Untuk hidup bahagia dibutuhkan TOTALITAS dalam ibadah dengan KUALITAS yang baik dan dibutuhkan LOYALITAS serta KAPASITAS yang menjadikan REALITAS dalam kehiduapn sehari-hari untuk menuju kehidupan kampung akhirat.

Konsep kehidupan bahagia adalah hal yang paling didambakan setiap manusia. Siapa manusia yang tidak ingin bahagia dalam hidupnya? Tentu tidak ada. Walaupun berbagai macam defenisi bahagia menurut masing-masing individu, ada yang mendefinisikan bahagia dengan banyaknya teman, sebagian yang lain bahagia karena banyaknya harta, ada juga yang lainnya bahagia dengan tahta, bahkan ada juga yang bahagia dengan penderitaan orang lain. Bermacam-macam kebahagian yang dirasakan manusia hanyalah sebatas kebahagiaan dunia semata. Karena sesungguhnya kebahagian yang hakiki adalah melakukan ibadah pada Allah ﷻ semata.

Dalam kesempatan kali ini saya akan merangkumkan kebahagian dari lima kata kunci yankni TOTALITAS, KUALITAS, LOYALITAS, KAPASITAS, dan REALITAS. untuk mencapai kebahagian dalam menjalankan ibadah kepada Allah ﷻ agar kebahagiaan itu benar-benar dirasakan apabila lima kata kunci tersebut dapat terpenuhi.

Totalitas, mungkin selama ini kita selalu menyaksikan betapa orang-orang kafir ataupun orang-orang muslim yang melakukan maksiat kepada Allah ﷻ akan tetapi hidup mereka tetap nyaman-nyaman saja, bahagia-bahagia saja, bahkan mereka sangat menikmati kehidupannya.

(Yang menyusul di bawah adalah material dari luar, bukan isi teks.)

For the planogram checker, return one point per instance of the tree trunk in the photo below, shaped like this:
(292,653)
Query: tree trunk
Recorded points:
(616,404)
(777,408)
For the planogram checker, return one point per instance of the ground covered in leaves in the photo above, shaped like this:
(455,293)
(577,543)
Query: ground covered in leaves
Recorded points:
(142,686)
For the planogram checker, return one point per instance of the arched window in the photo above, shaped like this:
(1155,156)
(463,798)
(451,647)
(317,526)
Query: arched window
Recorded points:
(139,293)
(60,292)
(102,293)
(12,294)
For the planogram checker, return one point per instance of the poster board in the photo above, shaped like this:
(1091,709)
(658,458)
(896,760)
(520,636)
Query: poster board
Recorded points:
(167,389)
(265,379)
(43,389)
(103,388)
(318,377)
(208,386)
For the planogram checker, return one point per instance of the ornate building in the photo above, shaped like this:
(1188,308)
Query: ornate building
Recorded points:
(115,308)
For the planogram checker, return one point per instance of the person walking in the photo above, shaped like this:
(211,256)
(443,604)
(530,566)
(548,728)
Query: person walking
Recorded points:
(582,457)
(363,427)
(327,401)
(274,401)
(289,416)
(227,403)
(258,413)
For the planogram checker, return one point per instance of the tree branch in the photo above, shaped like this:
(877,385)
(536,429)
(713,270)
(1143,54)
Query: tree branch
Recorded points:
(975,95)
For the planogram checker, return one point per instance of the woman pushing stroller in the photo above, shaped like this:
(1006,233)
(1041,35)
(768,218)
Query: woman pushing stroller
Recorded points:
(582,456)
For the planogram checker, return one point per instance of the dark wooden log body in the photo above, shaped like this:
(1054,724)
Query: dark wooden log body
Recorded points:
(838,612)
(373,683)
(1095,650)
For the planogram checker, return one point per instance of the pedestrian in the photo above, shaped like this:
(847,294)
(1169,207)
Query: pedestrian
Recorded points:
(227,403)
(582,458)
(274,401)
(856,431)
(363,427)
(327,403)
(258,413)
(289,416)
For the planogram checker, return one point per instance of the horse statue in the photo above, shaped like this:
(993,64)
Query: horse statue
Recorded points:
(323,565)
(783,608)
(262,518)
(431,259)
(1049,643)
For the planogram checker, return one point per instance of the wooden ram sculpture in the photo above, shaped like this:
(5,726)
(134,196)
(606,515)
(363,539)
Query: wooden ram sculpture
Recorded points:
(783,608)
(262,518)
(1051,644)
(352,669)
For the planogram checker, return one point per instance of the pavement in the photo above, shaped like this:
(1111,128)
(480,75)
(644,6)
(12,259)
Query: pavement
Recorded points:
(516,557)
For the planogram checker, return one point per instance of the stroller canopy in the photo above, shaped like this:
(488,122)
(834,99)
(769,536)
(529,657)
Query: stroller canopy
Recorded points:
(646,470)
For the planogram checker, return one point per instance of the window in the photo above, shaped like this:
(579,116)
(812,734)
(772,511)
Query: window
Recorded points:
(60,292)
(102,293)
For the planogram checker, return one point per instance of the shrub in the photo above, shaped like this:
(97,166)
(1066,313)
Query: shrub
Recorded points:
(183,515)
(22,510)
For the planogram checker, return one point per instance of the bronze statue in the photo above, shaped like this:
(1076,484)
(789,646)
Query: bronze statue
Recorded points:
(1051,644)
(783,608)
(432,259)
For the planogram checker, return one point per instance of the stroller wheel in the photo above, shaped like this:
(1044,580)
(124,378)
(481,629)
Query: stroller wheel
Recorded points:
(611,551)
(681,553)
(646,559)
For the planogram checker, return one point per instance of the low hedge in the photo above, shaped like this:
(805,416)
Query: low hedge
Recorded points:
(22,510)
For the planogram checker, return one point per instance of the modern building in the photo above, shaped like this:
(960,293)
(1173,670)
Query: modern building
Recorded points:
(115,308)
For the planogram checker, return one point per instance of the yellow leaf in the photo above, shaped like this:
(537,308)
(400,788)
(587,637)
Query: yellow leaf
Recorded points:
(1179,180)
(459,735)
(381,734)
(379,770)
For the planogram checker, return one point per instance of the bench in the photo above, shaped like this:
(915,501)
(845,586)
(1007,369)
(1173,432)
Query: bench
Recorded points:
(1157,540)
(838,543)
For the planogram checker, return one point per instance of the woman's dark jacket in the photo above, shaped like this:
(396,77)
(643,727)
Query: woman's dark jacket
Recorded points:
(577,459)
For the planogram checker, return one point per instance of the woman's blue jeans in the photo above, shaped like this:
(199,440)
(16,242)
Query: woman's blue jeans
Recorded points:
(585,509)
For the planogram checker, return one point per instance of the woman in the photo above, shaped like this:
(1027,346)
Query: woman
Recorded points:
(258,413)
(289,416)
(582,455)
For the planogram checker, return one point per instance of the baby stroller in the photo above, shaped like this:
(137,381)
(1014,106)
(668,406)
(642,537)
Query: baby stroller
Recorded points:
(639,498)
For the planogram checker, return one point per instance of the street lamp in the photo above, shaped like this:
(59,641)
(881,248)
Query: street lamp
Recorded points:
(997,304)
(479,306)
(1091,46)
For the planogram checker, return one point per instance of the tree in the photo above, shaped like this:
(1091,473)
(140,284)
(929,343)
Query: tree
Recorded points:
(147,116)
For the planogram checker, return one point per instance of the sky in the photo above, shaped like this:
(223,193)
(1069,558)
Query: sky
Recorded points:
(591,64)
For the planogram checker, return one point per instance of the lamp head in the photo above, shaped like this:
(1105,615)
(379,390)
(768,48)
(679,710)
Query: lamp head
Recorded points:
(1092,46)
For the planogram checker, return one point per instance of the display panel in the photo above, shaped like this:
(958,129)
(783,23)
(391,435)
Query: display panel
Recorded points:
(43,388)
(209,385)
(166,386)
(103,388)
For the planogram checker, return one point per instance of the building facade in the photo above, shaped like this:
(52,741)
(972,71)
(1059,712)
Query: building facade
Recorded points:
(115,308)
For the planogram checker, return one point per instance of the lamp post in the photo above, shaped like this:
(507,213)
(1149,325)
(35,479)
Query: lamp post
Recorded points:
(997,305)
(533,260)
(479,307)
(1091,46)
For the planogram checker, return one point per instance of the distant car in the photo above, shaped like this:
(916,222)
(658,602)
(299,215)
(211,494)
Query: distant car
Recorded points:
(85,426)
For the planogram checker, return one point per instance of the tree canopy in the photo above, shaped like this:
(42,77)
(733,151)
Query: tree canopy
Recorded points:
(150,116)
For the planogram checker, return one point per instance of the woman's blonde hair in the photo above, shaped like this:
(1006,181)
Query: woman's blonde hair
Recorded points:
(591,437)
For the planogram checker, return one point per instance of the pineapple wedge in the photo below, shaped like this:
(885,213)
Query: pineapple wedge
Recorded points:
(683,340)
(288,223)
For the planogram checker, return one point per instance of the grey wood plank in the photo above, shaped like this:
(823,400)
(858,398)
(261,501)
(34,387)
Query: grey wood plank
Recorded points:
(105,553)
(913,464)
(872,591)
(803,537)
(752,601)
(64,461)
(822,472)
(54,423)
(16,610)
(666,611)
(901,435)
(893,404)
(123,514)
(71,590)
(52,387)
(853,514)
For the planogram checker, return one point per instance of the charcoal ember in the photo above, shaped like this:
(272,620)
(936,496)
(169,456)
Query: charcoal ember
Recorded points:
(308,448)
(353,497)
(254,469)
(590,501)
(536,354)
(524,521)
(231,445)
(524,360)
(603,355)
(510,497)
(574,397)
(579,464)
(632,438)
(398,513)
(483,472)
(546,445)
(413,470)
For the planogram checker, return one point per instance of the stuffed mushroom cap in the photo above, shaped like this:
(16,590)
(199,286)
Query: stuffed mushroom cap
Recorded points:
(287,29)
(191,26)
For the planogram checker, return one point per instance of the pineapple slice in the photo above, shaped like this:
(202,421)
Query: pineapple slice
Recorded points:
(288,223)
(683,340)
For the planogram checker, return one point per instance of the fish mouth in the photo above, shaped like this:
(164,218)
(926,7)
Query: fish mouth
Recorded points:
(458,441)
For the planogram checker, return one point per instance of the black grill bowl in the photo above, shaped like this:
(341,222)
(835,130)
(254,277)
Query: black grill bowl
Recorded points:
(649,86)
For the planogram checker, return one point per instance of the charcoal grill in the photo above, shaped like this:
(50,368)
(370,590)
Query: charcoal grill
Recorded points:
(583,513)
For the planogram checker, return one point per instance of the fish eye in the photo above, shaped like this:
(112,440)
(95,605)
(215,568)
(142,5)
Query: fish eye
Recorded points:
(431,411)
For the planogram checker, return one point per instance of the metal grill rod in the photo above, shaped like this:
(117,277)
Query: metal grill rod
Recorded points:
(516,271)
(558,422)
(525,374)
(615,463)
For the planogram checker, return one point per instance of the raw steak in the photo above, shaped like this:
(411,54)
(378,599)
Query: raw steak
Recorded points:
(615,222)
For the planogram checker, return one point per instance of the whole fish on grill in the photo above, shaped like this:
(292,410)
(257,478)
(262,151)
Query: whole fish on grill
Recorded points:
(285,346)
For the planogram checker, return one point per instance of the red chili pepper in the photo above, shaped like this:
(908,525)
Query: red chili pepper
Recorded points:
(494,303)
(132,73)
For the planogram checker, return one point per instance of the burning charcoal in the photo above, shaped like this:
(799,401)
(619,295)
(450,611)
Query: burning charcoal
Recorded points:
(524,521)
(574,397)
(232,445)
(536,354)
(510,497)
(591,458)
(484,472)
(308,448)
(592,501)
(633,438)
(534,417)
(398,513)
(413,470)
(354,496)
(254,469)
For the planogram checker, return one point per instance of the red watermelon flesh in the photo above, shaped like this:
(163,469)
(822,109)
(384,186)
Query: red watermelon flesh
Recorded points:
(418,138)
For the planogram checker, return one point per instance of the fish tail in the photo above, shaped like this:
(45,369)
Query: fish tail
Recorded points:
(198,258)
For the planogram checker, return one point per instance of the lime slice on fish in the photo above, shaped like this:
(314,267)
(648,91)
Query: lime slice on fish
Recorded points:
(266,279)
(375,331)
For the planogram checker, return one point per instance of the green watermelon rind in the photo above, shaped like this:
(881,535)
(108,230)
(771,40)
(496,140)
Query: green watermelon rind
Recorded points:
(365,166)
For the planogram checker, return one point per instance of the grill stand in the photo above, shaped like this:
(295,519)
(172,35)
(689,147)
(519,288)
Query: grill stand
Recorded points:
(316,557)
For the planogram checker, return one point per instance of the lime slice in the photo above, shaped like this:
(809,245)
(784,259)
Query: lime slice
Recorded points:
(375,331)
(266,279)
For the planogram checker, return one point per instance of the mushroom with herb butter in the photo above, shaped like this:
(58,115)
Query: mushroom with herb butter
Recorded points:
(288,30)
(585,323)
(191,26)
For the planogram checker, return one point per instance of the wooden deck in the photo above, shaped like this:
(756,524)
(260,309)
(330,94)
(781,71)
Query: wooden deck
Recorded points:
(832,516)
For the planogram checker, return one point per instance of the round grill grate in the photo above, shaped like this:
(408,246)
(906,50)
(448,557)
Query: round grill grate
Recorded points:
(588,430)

Apa penyebabnya? Tentunya mereka melakukan itu dengan totalitas artinya mereka memang sangat menikmati kemaksiatan yang sedang dilakukannya. Jika orang-orang itu dapat dengan total melakukan kemaksiatan maka sudah sepatutnya kita dalam menjalankan ibadah kepada Allah ﷻ dengan total pula. Betapa nikmatnya ibada tanpa adanya keragu-raguan, tanpa ada rasa was-was syaitan. Caranya tentu saja kita harus siap dengan konsekuensi untuk meninggalkan segala hal yang dilarang oleh Allah ﷻ untuk menjalankan ibadah yang diwajibkan dan sunnah-sunnah rasulullah ﷺ.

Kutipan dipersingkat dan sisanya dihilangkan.